A solicitor who took money from vulnerable people for whom she was the court-appointed deputy – and even kept some of it in cash in her wardrobe – has been struck off after the Solicitors Disciplinary Tribunal ruled that her conduct was more than just a “cry for help”.
Sharon Pallagi, who was born in 1976 and admitted as a solicitor in 2001, was an associate at Leeds firm Clarion from 2006 until 2013, when her employment was terminated due to what was discovered about her work.
The tribunal heard that Ms Pallagi made 15 unauthorised transfers in relation to four clients over the space of three years, withdrawing the money either as cash or as reimbursement of expenses incurred.
After discovery, she repaid the firm all the money, plus courts fees and legal costs following the issue of proceedings against her for recovery, a total of £32,561.
In relation to the largest withdrawal, of £12,000, she told the Solicitors Regulation Authority: “I accept responsibility for and also accept that I amended the documentation and acted dishonestly in doing this…
“I do remember the amendments and feeling very depressed and anxious, to the point that I was physically sick after amending the documents. Having this reaction meant there was recognition by me of doing something wrong, but I did nothing to rectify my actions.
“I was depressed and needed help. I left all of the amended documents on the file so that on a review I would be called to explain and at that time would get some help, but the reviews did not highlight my actions and this spurred on further erratic, out of character behaviour.”
Ms Pallagi admitted the three allegations against her and that she had been dishonest. In mitigation, she provided evidence about her health that the tribunal received in private, and said her actions had been an attempt to be found out so she could get help.
The tribunal recorded: “The respondent expressed remorse in her evidence and reminded the tribunal that, once she received appropriate medical treatment, she had done everything she could to put matters right. She had repaid the money, and apologised to both the firm and her clients. With appropriate medical treatment, the respondent stated she saw the devastation she had caused and even now she continued to think about what she could have done differently.”
Her advocate called on the tribunal to impose an indefinite suspension so that she could not return to work without evidence that she had the mental strength to withstand the “rigours of practice”.
However, the SDT decided that she had to be struck off. Her actions had taken place over a lengthy period of time and though she had had medical problems, the evidence showed that there were “periods of lucidity” during which “it would have been expected the respondent would have admitted her improper conduct, if it had indeed been ‘a cry for help’. She failed to do this”.
Similarly, Ms Pallagi admitted that the £6,000 she kept in her house got mixed up with her own money. “The tribunal took the view that had the respondent’s conduct been a genuine and desperate attempt to get some help, she would not have allowed the money to become mixed up with her own personal money and nor would she have used it.

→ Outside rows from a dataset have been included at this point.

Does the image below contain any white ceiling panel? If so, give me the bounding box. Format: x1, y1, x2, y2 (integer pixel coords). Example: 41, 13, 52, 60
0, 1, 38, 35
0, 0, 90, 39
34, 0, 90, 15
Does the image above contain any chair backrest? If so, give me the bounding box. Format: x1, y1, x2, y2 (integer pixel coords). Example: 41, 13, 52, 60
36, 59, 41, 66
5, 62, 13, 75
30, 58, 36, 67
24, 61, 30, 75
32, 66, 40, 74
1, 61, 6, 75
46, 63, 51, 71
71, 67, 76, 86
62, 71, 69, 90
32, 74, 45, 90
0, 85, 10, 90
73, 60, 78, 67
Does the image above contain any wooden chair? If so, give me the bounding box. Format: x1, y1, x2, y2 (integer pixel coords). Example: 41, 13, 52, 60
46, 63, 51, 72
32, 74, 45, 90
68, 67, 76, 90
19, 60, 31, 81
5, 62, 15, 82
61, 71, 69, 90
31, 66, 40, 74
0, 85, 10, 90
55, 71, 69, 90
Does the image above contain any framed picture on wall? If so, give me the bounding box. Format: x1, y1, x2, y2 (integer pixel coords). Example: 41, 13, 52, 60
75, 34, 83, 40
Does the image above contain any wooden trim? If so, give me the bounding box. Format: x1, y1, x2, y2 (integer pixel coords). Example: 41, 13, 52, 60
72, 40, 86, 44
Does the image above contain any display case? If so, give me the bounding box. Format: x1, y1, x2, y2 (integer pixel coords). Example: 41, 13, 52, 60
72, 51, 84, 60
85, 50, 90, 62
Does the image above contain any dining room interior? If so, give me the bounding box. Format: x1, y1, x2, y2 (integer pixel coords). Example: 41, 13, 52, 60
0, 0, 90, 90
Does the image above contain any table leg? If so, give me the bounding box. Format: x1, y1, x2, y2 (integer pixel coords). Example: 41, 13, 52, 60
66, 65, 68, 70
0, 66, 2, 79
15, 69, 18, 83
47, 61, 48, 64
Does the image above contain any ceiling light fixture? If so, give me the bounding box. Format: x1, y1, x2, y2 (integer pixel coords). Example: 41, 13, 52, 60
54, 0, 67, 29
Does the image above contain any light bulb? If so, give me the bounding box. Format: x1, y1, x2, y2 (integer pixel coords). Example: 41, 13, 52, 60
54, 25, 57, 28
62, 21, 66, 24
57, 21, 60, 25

“Whilst the respondent may have been deeply unhappy and under immense pressure at the time she made some of the unauthorised withdrawals, the tribunal did not accept that her conduct was indeed ‘a cry for help’ on all of the unauthorised withdrawals made… The pressure that the respondent was under and her difficulties at the time did not justify or excuse her actions.”
The SDT said: “The respondent had repeatedly taken advantage of vulnerable clients over a long period of time, and whilst she had repaid the money she had taken, this did not detract from the harm she had caused both to those clients and to the reputation of the profession.
“The tribunal concluded there were no exceptional circumstances in this case and accordingly the appropriate and proportionate sanction in this case was to strike the respondent’s name from the roll of solicitors. This was necessary in order to protect the public and maintain public confidence in the profession.”